Riuh terdengar obrolan  ibu-ibu kartiniÂ
Yang bersantai di teduhnya pepohonan karet tak jauh dari rumah
Berlindung dari sengatan matahari pukul satu siang
Tapi pekerjaan mereka belum usai mengumpulkan ranting puntung kayu api
Cadangan penganti LPG 3 kg Melon yang harganya cukup mahal
Begitulah kegiatan sampingan sebagian ibung-ibung (ibu-ibu) dan perempuan setengah baya di dusun-dusun di Bumi Seganti Setungguan, julukan Kabupaten Lahat, Sumatera Selatan. Untuk menambah penghasilan keluarga menopang pendapatan suami mereka yang merupakan buruh tani atau buruh bangunan.

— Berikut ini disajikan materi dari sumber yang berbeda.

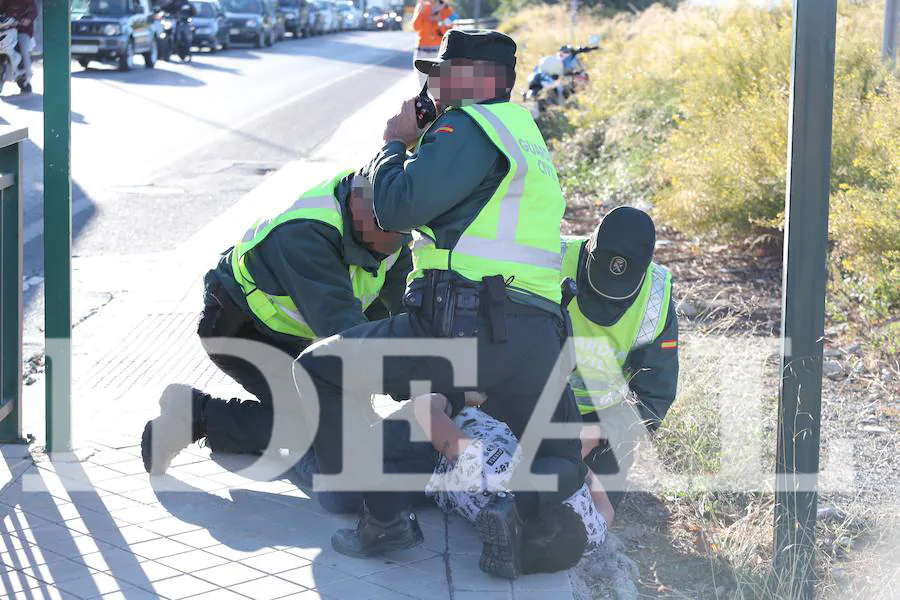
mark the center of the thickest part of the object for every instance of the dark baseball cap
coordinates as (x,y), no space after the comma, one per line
(620,250)
(476,44)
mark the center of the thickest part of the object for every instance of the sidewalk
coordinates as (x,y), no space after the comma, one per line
(121,535)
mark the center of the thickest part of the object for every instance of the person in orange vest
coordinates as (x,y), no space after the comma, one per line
(431,20)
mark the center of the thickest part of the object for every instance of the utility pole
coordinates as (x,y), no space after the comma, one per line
(58,223)
(803,295)
(891,18)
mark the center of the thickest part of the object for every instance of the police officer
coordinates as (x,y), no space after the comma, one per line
(626,340)
(305,273)
(482,196)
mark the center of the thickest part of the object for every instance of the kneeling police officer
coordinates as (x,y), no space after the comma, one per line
(319,267)
(482,196)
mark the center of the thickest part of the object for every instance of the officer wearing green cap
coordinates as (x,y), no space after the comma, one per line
(306,271)
(626,340)
(483,201)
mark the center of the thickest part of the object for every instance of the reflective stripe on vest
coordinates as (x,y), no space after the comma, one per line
(516,234)
(278,312)
(601,352)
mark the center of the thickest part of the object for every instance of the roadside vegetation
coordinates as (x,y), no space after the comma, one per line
(687,117)
(687,113)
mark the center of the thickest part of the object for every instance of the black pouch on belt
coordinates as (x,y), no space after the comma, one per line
(495,292)
(224,318)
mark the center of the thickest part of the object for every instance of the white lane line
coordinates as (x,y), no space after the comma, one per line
(36,228)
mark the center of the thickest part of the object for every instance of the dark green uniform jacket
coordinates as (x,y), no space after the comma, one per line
(308,261)
(426,187)
(655,369)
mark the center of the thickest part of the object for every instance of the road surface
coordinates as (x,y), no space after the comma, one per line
(157,153)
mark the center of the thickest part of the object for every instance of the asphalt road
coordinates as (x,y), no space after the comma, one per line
(157,153)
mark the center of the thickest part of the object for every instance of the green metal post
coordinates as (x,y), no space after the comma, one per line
(11,283)
(58,222)
(803,294)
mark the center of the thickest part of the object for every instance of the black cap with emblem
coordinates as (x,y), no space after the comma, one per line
(620,250)
(476,44)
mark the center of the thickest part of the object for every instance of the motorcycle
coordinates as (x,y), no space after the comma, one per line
(10,59)
(557,78)
(165,39)
(184,34)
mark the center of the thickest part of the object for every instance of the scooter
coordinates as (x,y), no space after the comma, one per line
(184,35)
(557,77)
(10,59)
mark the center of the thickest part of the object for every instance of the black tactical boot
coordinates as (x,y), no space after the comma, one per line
(182,421)
(373,538)
(500,528)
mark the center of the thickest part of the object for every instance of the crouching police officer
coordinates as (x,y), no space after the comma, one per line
(626,341)
(306,273)
(483,197)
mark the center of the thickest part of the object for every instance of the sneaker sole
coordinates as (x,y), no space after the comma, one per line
(389,547)
(501,553)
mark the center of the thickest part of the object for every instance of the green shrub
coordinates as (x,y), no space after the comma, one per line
(688,112)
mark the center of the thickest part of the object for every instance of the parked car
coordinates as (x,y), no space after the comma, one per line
(351,17)
(389,19)
(250,21)
(280,26)
(114,31)
(210,25)
(296,16)
(313,19)
(367,22)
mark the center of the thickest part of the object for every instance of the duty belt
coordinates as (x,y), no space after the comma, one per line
(456,307)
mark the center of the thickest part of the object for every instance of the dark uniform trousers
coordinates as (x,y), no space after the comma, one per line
(513,374)
(240,426)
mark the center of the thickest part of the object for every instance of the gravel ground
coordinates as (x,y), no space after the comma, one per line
(669,546)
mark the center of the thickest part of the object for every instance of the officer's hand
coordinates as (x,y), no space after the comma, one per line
(402,127)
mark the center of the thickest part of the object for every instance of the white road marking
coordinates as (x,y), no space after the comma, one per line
(36,228)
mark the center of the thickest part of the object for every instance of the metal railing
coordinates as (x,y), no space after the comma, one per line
(11,194)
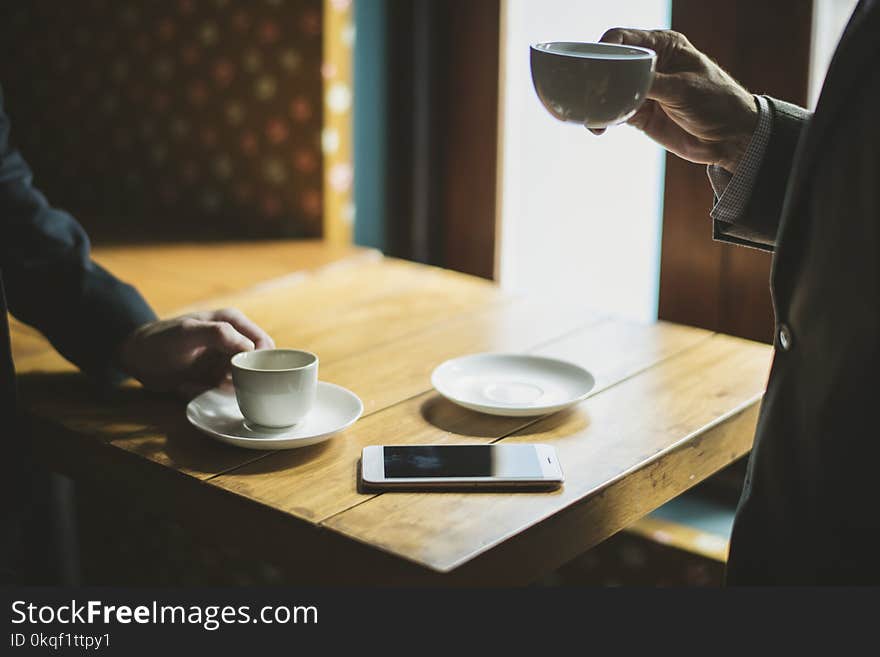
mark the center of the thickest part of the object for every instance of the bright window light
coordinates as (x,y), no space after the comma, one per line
(579,215)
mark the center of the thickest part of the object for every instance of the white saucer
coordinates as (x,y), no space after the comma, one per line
(512,384)
(216,413)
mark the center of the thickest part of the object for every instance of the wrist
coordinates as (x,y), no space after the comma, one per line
(736,146)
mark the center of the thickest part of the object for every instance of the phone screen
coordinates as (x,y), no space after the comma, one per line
(472,461)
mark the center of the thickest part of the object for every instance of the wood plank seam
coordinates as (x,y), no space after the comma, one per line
(528,422)
(427,391)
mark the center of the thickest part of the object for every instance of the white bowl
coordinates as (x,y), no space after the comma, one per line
(593,84)
(516,385)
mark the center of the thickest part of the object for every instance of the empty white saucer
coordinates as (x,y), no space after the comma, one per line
(512,384)
(216,413)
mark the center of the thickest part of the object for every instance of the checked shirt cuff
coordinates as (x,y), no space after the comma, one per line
(732,191)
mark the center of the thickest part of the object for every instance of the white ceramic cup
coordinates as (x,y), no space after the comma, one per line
(593,84)
(275,387)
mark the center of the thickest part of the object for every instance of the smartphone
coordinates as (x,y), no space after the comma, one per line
(416,467)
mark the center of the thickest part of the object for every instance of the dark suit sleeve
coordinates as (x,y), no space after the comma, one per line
(759,222)
(50,280)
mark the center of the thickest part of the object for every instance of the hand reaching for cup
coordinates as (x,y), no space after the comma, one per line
(694,108)
(190,353)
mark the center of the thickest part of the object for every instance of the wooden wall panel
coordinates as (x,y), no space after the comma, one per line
(717,286)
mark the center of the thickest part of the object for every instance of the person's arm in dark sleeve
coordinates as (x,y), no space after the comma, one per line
(50,280)
(748,205)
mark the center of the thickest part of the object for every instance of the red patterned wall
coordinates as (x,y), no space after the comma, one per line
(170,119)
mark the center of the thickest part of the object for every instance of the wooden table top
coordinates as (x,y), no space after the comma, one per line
(672,405)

Biasanya selepas mereka melakukan pekerjaan pokok di rumah barulah mereka memasuki hutan-hutan dan kebun yang tak dirawat pemiliknya mencari kayu dan ranting atau biasa mereka menyebutnya puntung kayu. Sebab mereka tidak mampu memasak menggunakan bahan bakar LPG 3 kg (Melon) yang di dusun mereka harganya Rp 25.000 - Rp 28.000. Kartini desa ini harus memutar otak memenuhi kebutuhan dengan penghasilan seadanya.

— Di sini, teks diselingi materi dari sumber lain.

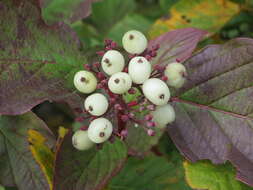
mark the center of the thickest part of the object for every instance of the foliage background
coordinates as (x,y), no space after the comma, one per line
(163,167)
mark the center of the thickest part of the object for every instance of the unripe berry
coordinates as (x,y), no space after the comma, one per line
(81,141)
(96,104)
(134,42)
(100,130)
(175,72)
(113,62)
(120,83)
(156,91)
(85,82)
(139,69)
(163,115)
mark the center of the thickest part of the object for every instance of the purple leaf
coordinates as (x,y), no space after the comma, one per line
(215,107)
(18,167)
(86,170)
(176,45)
(37,63)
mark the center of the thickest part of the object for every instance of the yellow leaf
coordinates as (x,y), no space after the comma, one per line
(42,154)
(208,15)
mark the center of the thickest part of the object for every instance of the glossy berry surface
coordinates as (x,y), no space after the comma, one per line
(81,141)
(112,62)
(100,130)
(139,69)
(85,81)
(156,91)
(134,42)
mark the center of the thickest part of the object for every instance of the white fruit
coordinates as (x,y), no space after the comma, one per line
(85,82)
(113,62)
(156,91)
(134,42)
(100,130)
(96,104)
(81,141)
(120,83)
(139,69)
(175,72)
(163,115)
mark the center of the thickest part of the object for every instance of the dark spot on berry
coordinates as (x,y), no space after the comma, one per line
(131,37)
(107,60)
(161,96)
(188,20)
(90,108)
(183,16)
(140,61)
(102,134)
(74,142)
(83,79)
(116,81)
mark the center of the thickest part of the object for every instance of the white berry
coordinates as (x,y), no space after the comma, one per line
(100,130)
(85,82)
(120,83)
(113,62)
(175,72)
(156,91)
(81,141)
(134,42)
(96,104)
(163,115)
(139,69)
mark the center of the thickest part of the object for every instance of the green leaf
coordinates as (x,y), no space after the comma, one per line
(15,154)
(37,63)
(54,11)
(138,140)
(108,12)
(150,173)
(204,175)
(208,15)
(86,170)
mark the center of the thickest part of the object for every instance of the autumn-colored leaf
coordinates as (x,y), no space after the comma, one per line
(16,157)
(214,108)
(37,63)
(176,45)
(210,15)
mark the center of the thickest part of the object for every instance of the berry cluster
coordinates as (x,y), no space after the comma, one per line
(114,79)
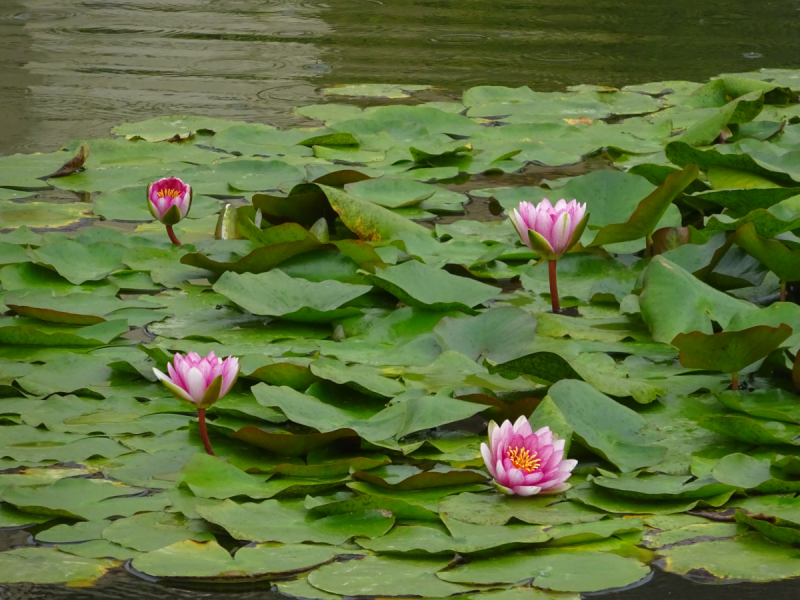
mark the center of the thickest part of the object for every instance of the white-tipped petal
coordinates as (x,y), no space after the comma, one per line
(196,383)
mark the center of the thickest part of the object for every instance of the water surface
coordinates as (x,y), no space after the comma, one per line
(74,69)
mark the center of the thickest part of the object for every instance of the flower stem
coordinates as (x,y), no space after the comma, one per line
(172,236)
(554,287)
(796,373)
(201,416)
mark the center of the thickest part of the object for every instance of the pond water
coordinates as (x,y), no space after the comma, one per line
(74,69)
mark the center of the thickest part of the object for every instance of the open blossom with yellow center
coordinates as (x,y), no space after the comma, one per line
(169,200)
(526,462)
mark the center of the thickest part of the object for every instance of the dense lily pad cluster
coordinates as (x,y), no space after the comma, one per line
(376,343)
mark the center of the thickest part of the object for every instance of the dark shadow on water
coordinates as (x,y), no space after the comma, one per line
(123,586)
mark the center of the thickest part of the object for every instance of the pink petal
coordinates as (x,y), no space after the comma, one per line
(196,384)
(515,477)
(487,458)
(561,232)
(522,426)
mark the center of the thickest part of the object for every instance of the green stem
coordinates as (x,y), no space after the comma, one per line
(553,287)
(172,236)
(201,417)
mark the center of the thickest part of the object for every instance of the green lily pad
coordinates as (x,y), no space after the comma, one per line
(729,351)
(41,214)
(500,334)
(493,509)
(673,301)
(608,428)
(779,259)
(289,523)
(649,212)
(276,294)
(384,576)
(557,570)
(433,289)
(367,220)
(772,404)
(749,557)
(189,559)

"Awalnya puntung ini hanya untuk kebutuhan dapur kami saje, tapi karena lama-lama ada yang beli dan nambahi duit kebutuhan yang kurang akhirnya jadi kegitan rutin kami," ujar Novi (31) ibu beranak dua ini, yang merupakan warga Desa Batay, Lahat.
Memang kebutuhan pokok yang mereka harus penuhi tak sebanding dengan penghasilan keluarga ini. Dengan memiliki anak dua orang di usia sekolah, dan suami yang hanya buruh bangunan ini dirinya merasa sangat pas-pasan menghadapi tekanan hidup.
"Anak-anak harus dibelikan baju sehari-hari, baju sekolah, ongkos dan makan sehari-hari yang secukupnye saje," begitu ucap Novi yang tetap bersemangat mengisi kinjar-nya dengan puntung-puntung kayu api ini.